Overview

The report aims to investigate the exponential distribution in R and compare it with the Central Limit Theorem. The exponential distribution is simulated in R with rexp(n, lambda) where lambda is the rate parameter. For this study the lambda is chosen as 0.2 for all of the simulations. The purpose is to investigate the distribution of averages of 40 exponentials with 1000 simulations.

library(knitr)
# Setting the global options.
opts_chunk$set(fig.width=6, fig.height=4, warning=FALSE)

Simulations

The mean and the standard deviation of exponential distribution is given by 1/lambda.
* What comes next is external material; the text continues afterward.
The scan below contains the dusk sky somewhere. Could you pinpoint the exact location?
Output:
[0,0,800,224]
The below simulation steps demonstrates theoretical and practical values for mean and variance for the sample data.

# Set the number of runs for the simulation
nosim <- 1000
# Number of exponentials
n <- 40
# Set the given rate parameter
lambda <- 0.2
# When simulating any random numbers it is essential to set the random number seed. 
# Setting the random number seed with set.seed() ensures reproducibility of the 
# sequence of random numbers.
set.seed(27092015)
# Define a function to be applied per row of simulation matrix
# and fill with exponential distribution data.
mu_func <- function(x) {mean(rexp(n, lambda))}
sample_data <- data.frame(
    mu = apply(matrix(1:nosim, nosim), 1, mu_func)
    )

Sample Mean versus Theoretical Mean

Included figures highlight the means we are comparing.

# Sample mean
mean(sample_data$mu)
## [1] 5.043825
# Theoretical mean calculation
1/lambda
## [1] 5
# Plot the histogram showing the distribution of means.
library(datasets)
library(ggplot2) 

m <- ggplot(sample_data, aes(x=mu))
m + geom_histogram(aes(y = ..density..)) + geom_density(colour="blue")
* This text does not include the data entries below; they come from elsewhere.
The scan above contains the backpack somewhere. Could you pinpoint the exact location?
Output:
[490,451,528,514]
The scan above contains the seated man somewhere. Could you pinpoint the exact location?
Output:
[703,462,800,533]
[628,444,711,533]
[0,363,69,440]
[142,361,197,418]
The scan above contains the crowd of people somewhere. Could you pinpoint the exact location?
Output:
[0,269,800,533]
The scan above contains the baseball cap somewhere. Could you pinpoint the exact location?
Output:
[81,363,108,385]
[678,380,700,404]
Sample Variance versus Theoretical Variance

Included figures highlight the variances we are comparing.

# Sample variance
var(sample_data$mu)
## [1] 0.6296508
# Theoretical variance calculation
((1/lambda)/sqrt(n))^2
## [1] 0.625

Distribution is approximately normal.

The figure below shows two density plots:

  1. blue density plot of exponential distribution after 1000 simulations and
  2. red density plot of ideal standard normal distribution.

It’s evident from the experiment, as the sample size increases the distribution tend to follow standard normal distribution for iid random variables.

# Compare the distribution of 1000 averages of 40 exponential distribution.
# (This is with reference to hints provided in project page.)
mns=NULL
for (i in 1 : 10000) mns = c(mns, mean(rexp(n, lambda)))

new_data <- data.frame(mns, size=40)
m <- ggplot(new_data, aes(x=mns))
m + geom_histogram(aes(y = ..density..), col="cyan") + geom_density(col="blue") +
    stat_function(fun=dnorm, arg=list(mean=1/lambda, sd=sd(mns)), col = "red") +
    xlab("Averages of the exponential distribution") +
    ggtitle("Distribution of 1000 averages of 40 exponential distribution")

Concluding Remarks

The arithmetic mean of a sufficiently large number of iterates of independent random variables, each with a well-defined expected value and well-defined variance, is approximately normally distributed, regardless of the underlying distribution. Hence proves Central Limit Theorem (CLT).